Watchdog wants IVF clinics to get written consent for costly extras

Victorian fertility operators should be forced to get written consent from patients before providing unproven and expensive “add-on” treatments that are sold to boost a woman’s chances of conceiving through IVF without clear evidence they work.

The recommendation is one a suite of changes being called for by the state’s Health Complaints Commissioner, Karen Cusack, who is pushing for rogue fertility providers to be held to account following an investigation last year into the unethical practices of some IVF providers.

One in 20 Victorian children are born through assisted reproductive treatment.Credit:Louise Kennerley

More than 121 public submissions detailing concerning experiences with IVF were submitted. In her finding, Ms Cusack said the information provided to would-be parents varied between fertility providers and their chances of conceiving were not well explained.
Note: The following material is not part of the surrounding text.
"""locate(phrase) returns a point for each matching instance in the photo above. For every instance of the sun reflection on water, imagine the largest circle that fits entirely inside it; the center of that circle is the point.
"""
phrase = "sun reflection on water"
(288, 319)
She also called for more supportive counselling for those seeking in-vitro fertilisation, finding many operators saw it as a “tick box” exercise.

“There needs to be a minimum, consistent approach to the information provided,” Ms Cusack wrote in her findings. “Over all, communication by many providers – including fertility specialists, nurses and administrative staff – is either poorly delivered or is ineffective.”

Ms Cusack also noted it was difficult for consumers to obtain transparency around success rates with promotional information often confusing and misleading.

The chances of taking home a baby are still largely dependent on a woman’s age and the IVF clinics treating them. Individual clinic success rates range between 7 per cent and 31 per cent of cycles.

One in 20 Victorian children is born through assisted reproductive treatment, and the industry generates annually an estimated $550 million nationally, according to the Victorian Assisted Reproductive Treatment Authority.

In late 2019, a consortium of international fertility experts, including researchers from Melbourne’s Monash University, argued that some IVF add-on procedures, which ramp up the already steep out-of-pocket costs for aspiring parents, can even reduce the likelihood of conceiving.

Late last year, more than 100 women and men begun a class action lawsuit against Monash IVF following claims the national fertility specialist may have inadvertently destroyed healthy embryos through a faulty genetic screening test.

The lawsuit follows a landmark review of assisted reproductive services led by lawyer Michael Gorton, which looked at whether there are enough safeguards to protect people using, or intending to use, such treatments.

The inquiry found some would-be parents had fallen victim to rogue operators, including one doctor who allegedly knowingly transferred an unviable embryo into a patient.

In another case, clinicians allegedly failed to disclose equipment failures and instead led patients to believe their embryos had succumbed naturally.

About 13,000 Victorians were treated at fertility clinics in the last financial year with an average IVF cycle costing as much as $15,000. Only about one in every three women who receives IVF has a child as a result of the treatment.